Other common names:
There are two species of Ophiosphaerella (formerly Leptosphaeria) that cause spring dead spot; but in Australia the dominant causal agent is Ophiosphaerella korrae (J. Walker & A.M. Sm. bis). Ophiosphaerella korrae also causes necrotic ring spot within turfgrass. It has been classed by turf managers and pathologists alike as one of, if not the most serious disease of Cynodon spp. in Australia.

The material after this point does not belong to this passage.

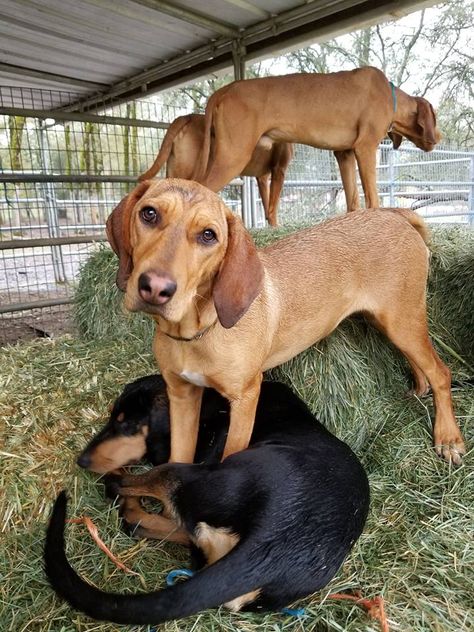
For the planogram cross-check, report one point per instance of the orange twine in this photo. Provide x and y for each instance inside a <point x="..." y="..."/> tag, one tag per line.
<point x="100" y="543"/>
<point x="375" y="607"/>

Ophiosphaerella korrae is a member of the ectotrophic root-infecting fungal complex of soil-borne pathogens on turfgrass (Miller, 2007). Spring dead spot appears as circular patches of “bleached”, straw coloured dead grass, a few centimeters to 1 metre in diameter (commonly less than 50 cm) when turf resumes growth in spring. The patches may combine to form large areas. On affected plants dark elliptical sclerotia (a compact mass of hardened fungal mycelium) are often visible on stolons. Dark sunken lesions can be seen on affected crown buds, roots and stolons; these areas may become black, necrotic, and brittle in advanced stages of infection (Wong and Harivandi, 2009. Sometimes, the symptoms are not evident until 2-3 or more years after the establishment of the disease at which time the centres may remain alive and take on a “ring-like” appearance. Weeds are often found within the centre of the patches where competition is less severe to non-existent.
Spring dead spot favors older turf which may have a high thatch level, low potassium level, poor drainage and reduced irrigation. Spring dead spot favors cooler conditions when couch growth has slowed or is dormant. Incidence of the disease may be elevated by high nitrogen applications. Spring dead spot can spread across your turf area by machinery, transfer of clippings, by water within the soil etc.
Expanding circular patches or spots appear often in spring within mature turf swards that are routinely managed e.g. sports fields, and golf courses. However, symptoms can also be seen in autumn and winter after cool climatic conditions and/or wet weather. Roots of affected plants turf dark brown to black and are severely rotted.
The disease is normally found on established turf across all states and territories within Australia and has low economic significance. The disease affects both warm- and cool-season turfgrasses.
Ophiosphaerella korrae is thought to survive unfavorable environments as mycelial plaques in plant debris. The fungus is thought to move from plant to plant by growing ectotrophically along the surface of roots and rhizomes, and infecting cells in the root cortex (Miller, 2007). Patches are commonly seen in spring, hence the name spring dead spot. However, symptoms can also be seen in autumn and winter after cool climatic conditions and/or wet weather.
Spring dead spot is found within varieties of Cynodon spp. This includes Cynodon dactylon (green couch) and C. dactylon x C. transvaalensis (Cynodon hybrid). There are reports that spring dead spot has been found within other turf species including Agrostis palustris (creeping bentgrass), Festuca sp., Axonopus compressus (broadleaf carpetgrass), Stenotaphrum secundatum (buffalograss), Pennisetum clandestinum (kikuyu), Eremochloa sp., Poa annua (Poa), Poa pratensis (Kentucky bluegrass) and perennial ryegrass (Lolium perenne). However, the latter species, excluding Kentucky bluegrass (although newer cultivars have been bred for resistance to spring dead spot), are more tolerable to spring dead spot infection.